July 14, 2003|by MARLO BARNHART

As she prepares to leave Congregation B'nai Abraham after six years as its rabbi, Janice Garfunkel said she is finding that endings can be quite difficult.

"When I came here, I quoted a Jewish saying in my first newsletter that all beginnings are hard," Garfunkel said as she began the task of packing up and moving on with her life in a direction as yet unknown.

It seems leaving is tough, too.

Looking back, Garfunkel, now 44, said she is a very different woman from the one who came to Hagerstown as a "single" and is leaving with two daughters born during her tenure at the synagogue.


"I knew I wanted to be a mother long before I came to Hagerstown," Garfunkel said.
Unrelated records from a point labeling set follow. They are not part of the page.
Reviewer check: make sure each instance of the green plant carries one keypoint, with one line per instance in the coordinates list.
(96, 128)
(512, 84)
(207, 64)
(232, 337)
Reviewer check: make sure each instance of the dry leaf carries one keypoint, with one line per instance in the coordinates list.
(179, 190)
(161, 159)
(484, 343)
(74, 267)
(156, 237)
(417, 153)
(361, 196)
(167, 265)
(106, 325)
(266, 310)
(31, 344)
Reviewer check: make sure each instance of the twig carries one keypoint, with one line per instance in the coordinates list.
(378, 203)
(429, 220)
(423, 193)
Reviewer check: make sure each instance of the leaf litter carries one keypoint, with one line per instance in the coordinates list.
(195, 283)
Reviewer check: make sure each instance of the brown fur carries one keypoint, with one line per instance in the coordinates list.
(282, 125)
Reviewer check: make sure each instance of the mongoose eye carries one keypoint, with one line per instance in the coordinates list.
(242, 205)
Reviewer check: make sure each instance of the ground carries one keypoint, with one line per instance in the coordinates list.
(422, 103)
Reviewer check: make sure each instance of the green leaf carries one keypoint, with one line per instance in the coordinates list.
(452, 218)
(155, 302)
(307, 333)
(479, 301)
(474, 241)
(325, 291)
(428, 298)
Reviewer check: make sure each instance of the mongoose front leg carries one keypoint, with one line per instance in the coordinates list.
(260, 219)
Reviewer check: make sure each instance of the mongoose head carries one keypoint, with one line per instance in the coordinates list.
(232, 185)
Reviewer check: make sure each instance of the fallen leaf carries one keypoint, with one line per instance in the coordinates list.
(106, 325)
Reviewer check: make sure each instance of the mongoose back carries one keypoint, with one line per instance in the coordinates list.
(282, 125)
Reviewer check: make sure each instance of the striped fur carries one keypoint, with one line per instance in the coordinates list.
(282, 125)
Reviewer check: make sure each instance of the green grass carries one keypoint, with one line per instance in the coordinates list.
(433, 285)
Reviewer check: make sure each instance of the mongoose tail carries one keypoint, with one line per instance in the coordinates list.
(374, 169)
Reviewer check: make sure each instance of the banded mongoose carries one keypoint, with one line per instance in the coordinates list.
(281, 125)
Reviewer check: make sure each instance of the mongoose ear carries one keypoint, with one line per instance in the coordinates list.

A random glance at an advertisement in a magazine led to her first odyssey to Israel in 1998. The advertisement mentioned surrogate motherhood opportunities in Israel but also noted that the cost of in vitro fertilization in that country was much lower than in the United States, Garfunkel said. Even with the cost of renting an Israeli apartment for a month during the procedure, it still was less expensive.

"Within 24 hours of seeing that article, I had contacted the doctor in Israel," Garfunkel said.

She was then and still is single. That first hurdle was overcome, but Garfunkel knew she had to tell the president of the synagogue about her plans. And then there was the congregation.

When then-president David Handler found out why Garfunkel wanted to meet with him, he told her he thought she was going to say she was leaving the congregation.

"As to my plans to have a baby, he said, 'Is that all?'" Garfunkel recalled.

A letter to the congregation was next as she explained to the members her decision to become a single mother. "The members were almost unanimously supportive," Garfunkel said. "One person quit the congregation but that was it."

That support continued through Garfunkel's decision to again go to Israel last year for another in vitro procedure, which led to the birth of her second daughter in April.

Aliza is now 4 years old and is enjoying the company of her baby sister, Elianna.

The local congregation includes about 100 families who are active, Garfunkel said, and a similar number who don't attend services.

Garfunkel said her status as a parent has given her a wider understanding of the problems and joys of that role and therefore a better avenue for sharing the concerns of her congregation.

As far as she knows, her decision to pursue motherhood - twice - is quite extraordinary for a single rabbi.

But then Garfunkel has been on the cutting edge nearly from the start of her ministry in Hagerstown. Her stint at B'nai Abraham was her first full-time solo pulpit. She came to Hagerstown from Washington, D.C., where she served as director of the Jewish Scholar Center.

For now, she is planning an extended maternity leave to spend time with her daughters.

"I plan to explore a number of possibilities, including working on behalf of promoting Israel in the U.S.," Garfunkel said. That goal touches the core of her philosophy of repairing the world or leaving it better than we found it.

In the fall of 1999, Garfunkel reacted to incidents of vandalism at the East Baltimore Street synagogue by saying more work needs to be done to break down prejudices.

"I guess this small voice of hatred comes as a reminder to us that we in the Jewish community and in the general community in Hagerstown still have a lot of work to do to teach the message of tolerance, peace and love," Garfunkel said in September 1999.

Her efforts to promote interfaith understanding among all religious groups in recent years caught the attention of many of other faiths. The Rev. Don Stevenson, pastor of Christ's Reformed Church, addressed the subject of Garfunkel's leaving in a letter to the editor of The Herald-Mail newspapers.

In his letter, Stevenson cited her "sharp mind, keen intellect and passion for truth," as well as her unswerving dedication to interfaith dialogue in the community.